Perhaps keep a journal of your parenting ideas that you can discuss with your bf. That might be good for both you and him. Since he's dealing with adjusting to civilian life, would he not appreciate the fact that you put your mental faculties to work on parenting? Might make his job easier when it comes to working with the ex.
Yes! He does appreciate my input especially since I've successfully raised one (I had my son young). And coupled with my education as a teacher he does ask me a ton of things. Overall, I think it's just an adjustment for everyone. The schedule has changed with us having her half the week and her being with her mom half the week. The only thing that concerns me is the behavioral issues at school. They do not happen on the days she is with us, but they do happen on the days she is with mom. Particularly on Wednesday as that is the day the switch happens!

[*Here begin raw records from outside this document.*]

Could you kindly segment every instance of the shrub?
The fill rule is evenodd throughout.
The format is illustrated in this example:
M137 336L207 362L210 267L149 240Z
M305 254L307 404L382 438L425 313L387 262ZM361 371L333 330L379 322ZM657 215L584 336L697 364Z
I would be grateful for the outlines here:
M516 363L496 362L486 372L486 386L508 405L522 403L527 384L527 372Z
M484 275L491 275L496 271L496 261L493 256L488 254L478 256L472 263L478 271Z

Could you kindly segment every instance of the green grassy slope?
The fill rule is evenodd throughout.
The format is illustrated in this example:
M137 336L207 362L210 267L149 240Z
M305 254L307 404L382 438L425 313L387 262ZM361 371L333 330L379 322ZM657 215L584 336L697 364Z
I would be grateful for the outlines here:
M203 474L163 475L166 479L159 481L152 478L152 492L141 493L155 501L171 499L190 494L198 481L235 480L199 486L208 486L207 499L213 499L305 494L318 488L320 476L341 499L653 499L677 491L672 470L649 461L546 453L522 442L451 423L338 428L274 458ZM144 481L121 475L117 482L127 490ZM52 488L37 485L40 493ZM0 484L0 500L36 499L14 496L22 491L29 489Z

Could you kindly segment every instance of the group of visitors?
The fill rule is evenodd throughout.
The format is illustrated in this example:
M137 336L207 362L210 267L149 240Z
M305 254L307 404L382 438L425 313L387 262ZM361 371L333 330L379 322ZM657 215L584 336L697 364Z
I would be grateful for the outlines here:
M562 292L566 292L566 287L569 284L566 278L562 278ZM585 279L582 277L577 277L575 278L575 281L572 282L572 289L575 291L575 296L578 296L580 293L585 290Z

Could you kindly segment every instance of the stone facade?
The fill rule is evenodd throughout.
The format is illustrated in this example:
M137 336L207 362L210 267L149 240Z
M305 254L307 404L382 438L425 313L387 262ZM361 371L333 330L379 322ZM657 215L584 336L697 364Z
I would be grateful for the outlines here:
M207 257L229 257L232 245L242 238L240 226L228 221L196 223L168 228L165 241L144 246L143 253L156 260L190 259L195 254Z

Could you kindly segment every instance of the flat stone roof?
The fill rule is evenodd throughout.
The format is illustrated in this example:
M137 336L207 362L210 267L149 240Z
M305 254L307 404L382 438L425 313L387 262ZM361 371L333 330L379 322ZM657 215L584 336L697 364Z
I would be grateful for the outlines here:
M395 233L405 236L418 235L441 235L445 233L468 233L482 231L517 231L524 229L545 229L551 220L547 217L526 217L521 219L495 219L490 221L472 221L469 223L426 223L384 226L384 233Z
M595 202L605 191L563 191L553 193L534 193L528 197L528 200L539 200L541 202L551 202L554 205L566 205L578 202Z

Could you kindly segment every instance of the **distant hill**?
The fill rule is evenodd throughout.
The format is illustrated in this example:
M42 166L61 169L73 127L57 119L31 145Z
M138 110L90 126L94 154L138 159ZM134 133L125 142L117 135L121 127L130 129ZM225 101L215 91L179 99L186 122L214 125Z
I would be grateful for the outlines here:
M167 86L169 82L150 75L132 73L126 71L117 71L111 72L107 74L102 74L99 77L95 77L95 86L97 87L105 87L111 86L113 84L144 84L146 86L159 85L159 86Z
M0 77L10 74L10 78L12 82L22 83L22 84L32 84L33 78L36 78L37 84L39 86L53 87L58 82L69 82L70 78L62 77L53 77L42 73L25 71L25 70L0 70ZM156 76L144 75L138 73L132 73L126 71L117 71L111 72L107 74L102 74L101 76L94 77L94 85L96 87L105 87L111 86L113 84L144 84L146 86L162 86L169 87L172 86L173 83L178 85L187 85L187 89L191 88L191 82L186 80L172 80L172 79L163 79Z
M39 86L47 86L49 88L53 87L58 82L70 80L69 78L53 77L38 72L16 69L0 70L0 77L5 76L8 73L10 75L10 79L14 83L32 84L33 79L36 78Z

I do get along really well with her mom. We hung out and talked while the kiddo was doing her Cavy meeting last night. It is fortunate that we can be friendly. We did talk about the behavior and how it seems to happen on days she will be with her. She asked how we handle them. I told her we do loss of privileges or time outs mostly. Like yesterday she had a legit temper tantrum in class and had to be removed to the office, so when we went to the barn she did not get to ride, but she still had to do all of her barn chores. Mom said she would try the time outs and loss of privileges.